Improved approximation ratio from (1+4/n) to (1+3/n) for even n/2.

Algorithm outperforms previous methods on all benchmark instances with even n/2.

Achieves 1% to 4% improvement over previous results.

Abstract

The Traveling Tournament Problem (TTP) is a hard but interesting sports scheduling problem inspired by Major League Baseball, which is to design a double round-robin schedule such that each pair of teams plays one game in each other's home venue, minimizing the total distance traveled by all $n$ teams ($n$ is even). In this paper, we consider TTP-2, i.e., TTP with one more constraint that each team can have at most two consecutive home games or away games. Due to the different structural properties, known algorithms for TTP-2 are different for $n/2$ being odd and even.
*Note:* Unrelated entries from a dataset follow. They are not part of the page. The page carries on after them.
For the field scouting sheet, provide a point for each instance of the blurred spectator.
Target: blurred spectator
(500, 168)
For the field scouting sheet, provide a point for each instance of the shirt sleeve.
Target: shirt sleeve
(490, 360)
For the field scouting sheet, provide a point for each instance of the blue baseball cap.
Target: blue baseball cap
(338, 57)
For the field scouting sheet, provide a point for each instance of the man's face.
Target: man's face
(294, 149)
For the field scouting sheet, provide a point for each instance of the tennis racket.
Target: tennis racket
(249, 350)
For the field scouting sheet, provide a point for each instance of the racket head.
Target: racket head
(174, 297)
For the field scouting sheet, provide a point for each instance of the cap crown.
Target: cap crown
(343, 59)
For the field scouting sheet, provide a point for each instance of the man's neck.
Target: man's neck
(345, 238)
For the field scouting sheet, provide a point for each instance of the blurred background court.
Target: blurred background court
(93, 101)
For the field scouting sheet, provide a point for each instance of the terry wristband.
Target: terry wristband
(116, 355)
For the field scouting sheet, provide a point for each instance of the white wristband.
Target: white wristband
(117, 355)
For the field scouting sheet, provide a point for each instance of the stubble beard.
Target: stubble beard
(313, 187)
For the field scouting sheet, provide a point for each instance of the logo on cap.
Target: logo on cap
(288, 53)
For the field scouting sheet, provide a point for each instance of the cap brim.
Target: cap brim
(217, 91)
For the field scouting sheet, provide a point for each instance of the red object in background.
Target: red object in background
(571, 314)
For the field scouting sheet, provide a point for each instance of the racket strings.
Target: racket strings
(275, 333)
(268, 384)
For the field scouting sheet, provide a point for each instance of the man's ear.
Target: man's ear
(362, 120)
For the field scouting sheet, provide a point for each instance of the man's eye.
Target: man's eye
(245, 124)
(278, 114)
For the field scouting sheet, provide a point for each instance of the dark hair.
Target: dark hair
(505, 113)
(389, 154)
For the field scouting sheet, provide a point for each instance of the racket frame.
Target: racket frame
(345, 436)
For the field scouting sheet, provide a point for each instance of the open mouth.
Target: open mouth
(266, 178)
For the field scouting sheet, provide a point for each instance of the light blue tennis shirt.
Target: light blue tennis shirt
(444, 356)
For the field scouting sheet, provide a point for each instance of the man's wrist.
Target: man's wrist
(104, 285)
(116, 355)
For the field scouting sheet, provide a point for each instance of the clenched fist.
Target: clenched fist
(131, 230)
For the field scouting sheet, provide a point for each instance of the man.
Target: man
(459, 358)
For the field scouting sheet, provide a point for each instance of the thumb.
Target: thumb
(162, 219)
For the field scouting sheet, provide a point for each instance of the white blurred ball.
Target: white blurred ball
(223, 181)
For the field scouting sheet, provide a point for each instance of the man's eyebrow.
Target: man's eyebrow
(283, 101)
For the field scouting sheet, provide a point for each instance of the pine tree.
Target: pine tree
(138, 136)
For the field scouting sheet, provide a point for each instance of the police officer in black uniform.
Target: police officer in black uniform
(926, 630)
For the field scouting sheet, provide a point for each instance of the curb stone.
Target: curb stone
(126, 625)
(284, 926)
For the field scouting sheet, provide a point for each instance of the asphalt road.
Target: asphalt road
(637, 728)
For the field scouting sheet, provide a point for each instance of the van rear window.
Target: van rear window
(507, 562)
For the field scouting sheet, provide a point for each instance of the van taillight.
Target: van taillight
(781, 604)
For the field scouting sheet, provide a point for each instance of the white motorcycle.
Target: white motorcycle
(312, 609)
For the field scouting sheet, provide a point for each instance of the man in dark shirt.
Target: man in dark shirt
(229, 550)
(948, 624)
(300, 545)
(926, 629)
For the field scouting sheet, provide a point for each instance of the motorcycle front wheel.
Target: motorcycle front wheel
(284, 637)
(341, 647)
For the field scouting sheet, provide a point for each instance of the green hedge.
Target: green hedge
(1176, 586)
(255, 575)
For odd $n/2$, the best known approximation ratio is about $(1+12/n)$, and for even $n/2$, the best known approximation ratio is about $(1+4/n)$. In this paper, we further improve the approximation ratio from $(1+4/n)$ to $(1+3/n)$ for $n/2$ being even. Experimental results on benchmark sets show that our algorithm can improve previous results on all instances with even $n/2$ by $1\%$ to $4\%$.